In some ways, they’re enhanced it, but in others they’ve taken away. It always takes me longer to come from Onyx’s fingers than it does from a vibrator or my own fingers (though the vibrator usually wins) and we tend to have sex rather late at night when we’re both already tired so there’s limited time. Because we end up wanting it over with somewhat quickly I often finish myself off, usually with his fingers inside me because that’s what I love.

He had been feeling distant from my getting off, like he wasn’t necessary to the process, so he unconsciously started lessening his initiation of getting me off. Because he was getting me off less I was giving him head less, and so we were both denying the other something because of a sense of rejection. We both have big issues with rejection, so this isn’t something new but something we do work on and have been forever.

Part of this also had to do with the amount of toys I have been getting. It’s difficult for most people to view toys as a supplement to sex or a sex enhancer rather than a replacement for, and Onyx was having issues with this as is completely understandable. Problem is we weren’t talking about any of this.

Communication is key, and I know that, I preach that whenever possible, but it’s also extremely difficult which I also get. Neither of us is prone to communication, rather we tend to retreat into ourselves to try to fix problems and often don’t even realize when problems are happening due to our abundance of self-delusion when it comes to issues. It often takes us a few days to even figure out what’s wrong and then a few more days to start talking about it.

Our conversation started with me complaining that he never gets me off any more (though that’s changed since the conversation). We ended up talking about sex toys and the issues mentioned above, and came to the solution that I would show him how to use the toys on me better instead of me doing it. This may seem like a no-brainer, and he had used toys on me before, especially dildos but only sometimes vibrators.

This conversation happened only a few days after we had gotten the Liberator Ramp (click to read my review) and LELO Bo (click to read my review), two toys that are very couples-centric rather than solo-centric. They were part of the catalyst for the conversation, I believe, as I noticed his enjoyment of those two products and wished that he would enjoy other products as much.
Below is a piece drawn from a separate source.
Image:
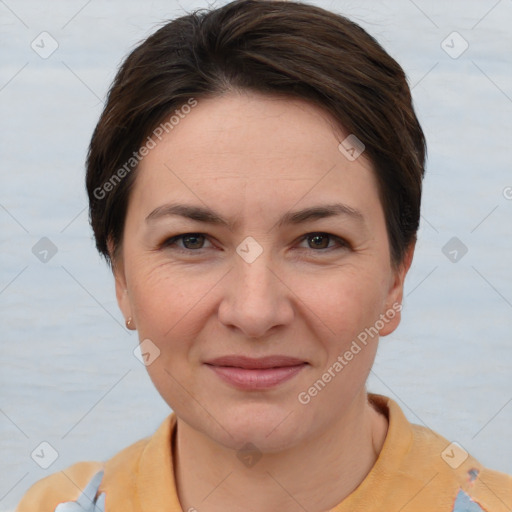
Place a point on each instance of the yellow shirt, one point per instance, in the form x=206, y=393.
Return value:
x=417, y=471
This is not to say I don’t use other products on him like lube, dildos, harnesses and such, or we don’t use products together like crops and other BDSM toys, but it’s not the same. He’s never as excited about even the BDSM-centric toys I get in the mail, but he was pretty excited about the Ramp and Bo.

Point is, we talked. We communicated, after a long time of not doing so. Every time we talk about these things it brings us that much closer together, and I like that. Every time we have issues we always talk about them eventually and I think we’re talking about them more and more often rather then bottling them up and stuffing them back inside or ignoring them all together. This is very good.

Our sex since our talk has been better, as well. I feel more connected with him, more intimate, more engaged, all of which is wonderful. I’m sure we’ll continue to change and grow and become more open with each other, but we both have to undo decades of defense system self-training, and Onyx has ten years on me so he’s often a harder nut to crack and all that.